Pour rappel votre refus d’accorder une expertise ? sur les conditions de travail des stagiaires suite à un acte suicidaire d’une stagiaire dans le 94.  La précarité s’intensifie, l’individualisation se généralise et la charge de travail ne cesse d’augmenter. L’année prochaine, les directrices et directeurs verront leur temps de décharge assuré par un étudiant master 2 en alternance. Et les directrices et directeurs totalement déchargés seront détachés sur un emploi fonctionnel leur donnant autorité sur des décisions qui jusque-là émanait du collectif que forme le conseil des maîtres. Ces décisions ne règlent rien des problèmes des directeurs. Plusieurs consultations ont montré que les professeurs des écoles sont hostiles à ces évolutions. Ce qu’ils demandent c’est une augmentation des décharges et de l’aide administrative.

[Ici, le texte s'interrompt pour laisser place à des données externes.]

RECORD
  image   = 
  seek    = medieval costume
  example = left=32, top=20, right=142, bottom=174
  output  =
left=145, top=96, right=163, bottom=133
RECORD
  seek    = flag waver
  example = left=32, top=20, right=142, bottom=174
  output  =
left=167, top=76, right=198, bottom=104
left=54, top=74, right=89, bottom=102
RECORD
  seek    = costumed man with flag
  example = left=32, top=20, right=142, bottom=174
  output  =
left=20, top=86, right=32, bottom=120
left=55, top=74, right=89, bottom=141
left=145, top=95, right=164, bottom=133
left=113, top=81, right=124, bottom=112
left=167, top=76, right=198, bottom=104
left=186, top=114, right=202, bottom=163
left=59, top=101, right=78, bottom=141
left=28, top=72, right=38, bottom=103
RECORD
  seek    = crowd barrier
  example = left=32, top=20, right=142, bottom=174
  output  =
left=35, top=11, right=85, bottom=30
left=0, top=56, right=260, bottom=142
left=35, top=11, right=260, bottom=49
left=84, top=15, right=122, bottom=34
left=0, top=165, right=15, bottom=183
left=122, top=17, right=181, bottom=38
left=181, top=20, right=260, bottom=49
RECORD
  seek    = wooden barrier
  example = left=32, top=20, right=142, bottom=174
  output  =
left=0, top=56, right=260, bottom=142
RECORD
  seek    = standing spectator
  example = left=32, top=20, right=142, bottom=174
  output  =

Demandes largement exprimées par les directrices et directeurs dans les groupes de travail organisé après le suicide de Christine Renon.  

 

Grâce à notre engagement de représentants du personnel en CHSCT, grâce aux formations réglementaires et syndicales que nous avons reçues, nous pouvons interroger le travail réel et mesurer la nuisance occasionnée par le travail empêché.

 

Notre objectif d’améliorer les conditions de l’activité des travailleurs, se réalise, au moins en partie, lors de nos travaux paritaires d’investigation.  Pour ne citer qu’un exemple, les entretiens que nous réalisons, de manière paritaire, lors des visites du CHSCT, permettent aux agents de mettre une parole sur leur activité et d’envisager des transformations. 

 

Après analyse, nous proposons ensuite nos préconisations principales sous forme d’avis en CHSCT : c’est, pour nous, le point de départ d’un travail de prévention. A cette occasion, nous rappelons notre attachement au maintien des CHSCT et de toutes leurs prérogatives. 

 

 Les mesures envisagées dans les plans de prévention, circulaires santé et sécurité au travail, protocoles, guides de bonnes pratiques, ne doivent pas se limiter à des incantations pour garder bonne conscience. A l’échelle de l’unité de travail, des moments de réflexion organisés sur le temps de travail, autour d’une élaboration collective des risques RPS dans le DUERP, est pour nous une priorité.

 

Nous allons présenter des avis suite à l’étude des résultats de ces deux nouvelles enquêtes. Ceux-ci doivent être suivis d’engagement de la part de notre employeur et d’un questionnement sincère sur le travail comme cause de souffrance des personnels. 

 

Les fédérations FSU, UNSA, CGT vous demandent, Monsieur le Recteur, de porter toute l’attention nécessaire sur ces affaires qui touchent l’ensemble de la profession depuis déjà trop longtemps et pour une mise en œuvre concrète et courageuse de dispositions supprimant les organisations  pathogènes du travail.